Kriteria Pengukuran Implementasi Kebijakan
Menurut Grindle (1980: 10) dan
Quade (1984: 310), untuk mengukur kinerja implementasi suatu kebijakan publik
harus memperhatikan variabel kebijakan, organisasi dan lingkungan. Perhatian
itu perlu diarahkan karena melalui pemilihan kebijakan yang tepat maka masyarakat
dapat berpartisipasi memberikan kontribusi yang optimal untuk mencapai tujuan
yang diinginkan. Selanjutnya, ketika sudah ditemukan kebijakan yang terpilih
diperlukan organisasi pelaksana, karena di dalam organisasi ada kewenangan dan
berbagai sumber daya yang mendukung pelaksanaan kebijakan bagi pelayanan
publik. Sedangkan lingkungan kebijakan tergantung pada sifatnya yang positif
atau negatif. Jika lingkungan berpandangan positif terhadap suatu kebijakan
akan menghasilkan dukungan positif sehingga lingkungan akan berpengaruh
terhadap kesuksesan implementasi kebijakan. Sebaliknya, jika lingkungan
berpandangan negatif maka akan terjadi benturan sikap, sehingga proses
implementasi terancam akan gagal. Lebih daripada tiga aspek tersebut, kepatuhan
kelompok sasaran kebijakan merupakan hasil langsung dari implementasi kebijakan
yang menentukan efeknya terhadap masyarakat.
Kriteria pengukuran
keberhasilan implementasi menurut Ripley dan Franklin (1986: 12) didasarkan
pada tiga aspek, yaitu: (1) tingkat kepatuhan birokrasi terhadap birokrasi di
atasnya atau tingkatan birokrasi sebagaimana diatur dalam undang-undang, (2)
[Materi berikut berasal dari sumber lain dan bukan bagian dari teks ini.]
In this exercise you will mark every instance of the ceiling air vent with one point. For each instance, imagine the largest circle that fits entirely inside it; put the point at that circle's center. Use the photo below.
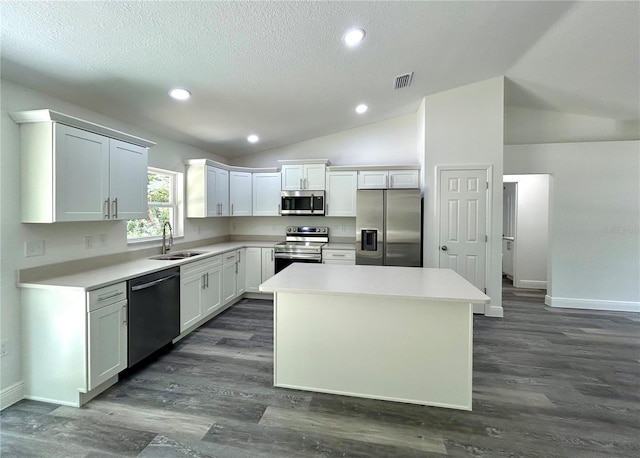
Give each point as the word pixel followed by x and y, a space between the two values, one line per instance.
pixel 403 80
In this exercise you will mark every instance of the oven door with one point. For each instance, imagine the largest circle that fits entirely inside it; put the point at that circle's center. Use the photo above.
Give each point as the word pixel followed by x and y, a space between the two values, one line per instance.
pixel 286 259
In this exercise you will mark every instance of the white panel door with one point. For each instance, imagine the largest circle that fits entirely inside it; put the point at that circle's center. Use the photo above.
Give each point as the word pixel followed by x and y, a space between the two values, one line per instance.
pixel 107 342
pixel 266 194
pixel 240 193
pixel 81 175
pixel 463 217
pixel 128 180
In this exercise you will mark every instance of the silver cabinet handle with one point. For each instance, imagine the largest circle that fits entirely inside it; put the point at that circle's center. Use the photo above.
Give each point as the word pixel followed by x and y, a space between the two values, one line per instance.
pixel 104 298
pixel 153 283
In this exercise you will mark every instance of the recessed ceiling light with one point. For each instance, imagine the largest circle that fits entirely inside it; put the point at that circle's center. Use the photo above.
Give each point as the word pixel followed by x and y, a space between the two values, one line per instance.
pixel 353 37
pixel 180 93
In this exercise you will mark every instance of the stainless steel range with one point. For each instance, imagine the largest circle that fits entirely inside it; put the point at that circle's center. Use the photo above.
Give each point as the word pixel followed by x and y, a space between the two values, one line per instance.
pixel 302 244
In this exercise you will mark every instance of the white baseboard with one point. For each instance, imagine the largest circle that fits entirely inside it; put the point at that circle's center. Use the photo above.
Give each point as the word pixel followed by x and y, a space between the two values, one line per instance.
pixel 11 394
pixel 533 284
pixel 592 304
pixel 494 311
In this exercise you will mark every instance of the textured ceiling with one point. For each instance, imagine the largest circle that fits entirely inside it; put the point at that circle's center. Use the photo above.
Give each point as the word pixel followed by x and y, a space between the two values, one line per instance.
pixel 279 69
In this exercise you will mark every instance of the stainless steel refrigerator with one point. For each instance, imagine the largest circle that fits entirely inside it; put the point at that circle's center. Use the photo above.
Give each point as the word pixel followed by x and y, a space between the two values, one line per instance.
pixel 389 227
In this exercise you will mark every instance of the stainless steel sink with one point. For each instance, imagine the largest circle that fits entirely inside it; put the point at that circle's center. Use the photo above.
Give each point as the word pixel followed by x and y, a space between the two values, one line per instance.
pixel 177 256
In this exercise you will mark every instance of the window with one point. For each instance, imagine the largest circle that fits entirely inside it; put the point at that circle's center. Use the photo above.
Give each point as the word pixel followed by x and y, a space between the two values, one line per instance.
pixel 165 202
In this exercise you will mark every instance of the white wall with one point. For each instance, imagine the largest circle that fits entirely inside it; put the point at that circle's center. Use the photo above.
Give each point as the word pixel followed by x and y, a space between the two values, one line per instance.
pixel 387 142
pixel 465 126
pixel 523 126
pixel 532 226
pixel 63 241
pixel 594 233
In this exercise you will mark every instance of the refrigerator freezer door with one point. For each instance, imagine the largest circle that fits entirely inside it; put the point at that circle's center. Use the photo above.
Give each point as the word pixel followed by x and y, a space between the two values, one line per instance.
pixel 370 227
pixel 403 228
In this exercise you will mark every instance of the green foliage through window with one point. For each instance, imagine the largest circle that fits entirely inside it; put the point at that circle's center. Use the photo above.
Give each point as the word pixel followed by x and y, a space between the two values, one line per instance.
pixel 162 207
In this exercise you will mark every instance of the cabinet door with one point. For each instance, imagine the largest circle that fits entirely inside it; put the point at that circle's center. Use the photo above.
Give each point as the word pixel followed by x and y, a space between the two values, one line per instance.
pixel 268 263
pixel 240 193
pixel 127 180
pixel 404 179
pixel 241 272
pixel 212 292
pixel 107 342
pixel 373 179
pixel 222 191
pixel 213 205
pixel 292 176
pixel 314 177
pixel 342 188
pixel 190 299
pixel 253 265
pixel 266 194
pixel 81 175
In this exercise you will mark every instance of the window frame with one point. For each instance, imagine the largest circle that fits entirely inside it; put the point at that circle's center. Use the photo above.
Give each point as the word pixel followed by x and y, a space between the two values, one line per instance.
pixel 176 195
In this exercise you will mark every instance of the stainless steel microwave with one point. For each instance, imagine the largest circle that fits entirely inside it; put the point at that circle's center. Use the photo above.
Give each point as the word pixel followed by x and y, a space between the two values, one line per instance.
pixel 302 203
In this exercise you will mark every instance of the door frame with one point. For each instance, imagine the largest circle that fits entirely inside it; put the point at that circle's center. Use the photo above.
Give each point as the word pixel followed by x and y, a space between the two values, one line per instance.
pixel 488 168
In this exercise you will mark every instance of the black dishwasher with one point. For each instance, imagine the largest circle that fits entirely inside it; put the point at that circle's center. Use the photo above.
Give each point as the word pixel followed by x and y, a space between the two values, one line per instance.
pixel 154 313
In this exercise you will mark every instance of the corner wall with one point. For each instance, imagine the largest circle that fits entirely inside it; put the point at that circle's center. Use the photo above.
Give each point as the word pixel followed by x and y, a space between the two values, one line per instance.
pixel 465 126
pixel 594 232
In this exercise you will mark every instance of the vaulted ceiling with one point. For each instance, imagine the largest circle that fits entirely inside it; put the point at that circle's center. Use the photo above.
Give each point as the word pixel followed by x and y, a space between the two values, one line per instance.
pixel 281 70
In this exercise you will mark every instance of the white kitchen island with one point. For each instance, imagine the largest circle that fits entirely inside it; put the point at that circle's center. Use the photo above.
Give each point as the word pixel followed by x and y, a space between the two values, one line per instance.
pixel 395 333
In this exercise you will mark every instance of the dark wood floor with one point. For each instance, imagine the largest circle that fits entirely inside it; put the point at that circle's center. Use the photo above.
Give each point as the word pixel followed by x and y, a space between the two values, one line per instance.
pixel 547 383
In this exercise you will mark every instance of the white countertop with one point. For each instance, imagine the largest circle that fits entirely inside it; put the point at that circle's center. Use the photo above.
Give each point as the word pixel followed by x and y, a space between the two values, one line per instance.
pixel 97 278
pixel 339 246
pixel 405 282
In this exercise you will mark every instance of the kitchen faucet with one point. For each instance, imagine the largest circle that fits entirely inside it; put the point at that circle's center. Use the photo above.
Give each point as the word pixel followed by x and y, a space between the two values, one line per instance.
pixel 166 247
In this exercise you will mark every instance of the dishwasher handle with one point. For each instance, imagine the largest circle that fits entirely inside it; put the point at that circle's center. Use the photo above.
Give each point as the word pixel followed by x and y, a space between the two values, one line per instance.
pixel 153 283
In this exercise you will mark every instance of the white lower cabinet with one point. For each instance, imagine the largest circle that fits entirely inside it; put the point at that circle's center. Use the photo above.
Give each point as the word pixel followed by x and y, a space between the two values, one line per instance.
pixel 241 272
pixel 107 342
pixel 74 342
pixel 229 281
pixel 259 267
pixel 200 290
adanya kelancaran rutinitas dan tidak adanya masalah; serta (3) pelaksanaan dan
dampak (manfaat) yang dikehendaki dari semua program yang ada terarah.
Sedangkan menurut Goggin et al. (1990: 20-21, 31-40), proses
implementasi kebijakan sebagai upaya transfer informasi atau pesan dari
institusi yang lebih tinggi ke institusi yang lebih rendah diukur keberhasilan
kinerjanya berdasarkan variabel: (1) dorongan dan paksaan pada tingkat federal,
(2) kapasitas pusat/negara, dan (3) dorongan dan paksaan pada tingkat pusat dan
daerah.
Variabel dorongan dan paksaan
pada tingkat pusat ditentukan oleh legitimasi dan kredibilitas, yaitu semakin
sahih kebijakan yang dikeluarkan oleh pemerintah pusat di mata daerah maka
semakin besar kredibilitasnya, begitu pula sebaliknya. Untuk mengukur kekuatan
isi dan pesan kebijakan dapat dilihat melalui: (i) besarnya dana yang
dialokasikan, dengan asumsi bahwa semakin besar dana yang dialokasikan maka
semakin serius kebijakan tersebut dilaksanakan dan (ii) bentuk kebijakan yang
memuat antara lain, kejelasan kebijakan, konsistensi pelaksanaan, frekuensi
pelaksanaan dan diterimanya pesan secara benar. Sementara itu, untuk mengetahui
variabel kapasitas pusat atau kapasitas organisasi dapat dilihat melalui
seberapa jauh organisasi pelaksana kebijakan mampu memanfaatkan wewenang yang
dimiliki, bagaimana hubungannya dengan struktur birokrasi yang ada dan
bagaimana mengkoordinasikan berbagai sumberdaya yang tersedia dalam organisasi
dan dalam masyarakat.
Model kesesuaian implementasi
kebijakan atau program dari Korten juga relevan digunakan (lihat kembali Gambar
3 dan penjelasannya) sebagai kriteria pengukuran implementasi kebijakan. Dengan
kata lain, keefektifan kebijakan atau program menurut Korten tergantung pada
tingkat kesesuaian antara program dengan pemanfaat, kesesuaian program dengan
organisasi pelaksana dan kesesuaian program kelompok pemanfaat dengan
organisasi pelaksana.
Selain kriteria pengukuran
implementasi kebijakan di atas, perlu pula dipahami adanya hubungan pengaruh
antara implementasi kebijakan dengan faktor lain. Hal ini sesuai dengan
pendapat Van Meter dan Van Horn (lihat Grindle, 1980: 6) bahwa terdapat
variabel bebas yang saling berkaitan sekaligus menghubungkan antara kebijakan
dengan prestasi kerja. Variabel yang dimaksud oleh keduanya meliputi: (i)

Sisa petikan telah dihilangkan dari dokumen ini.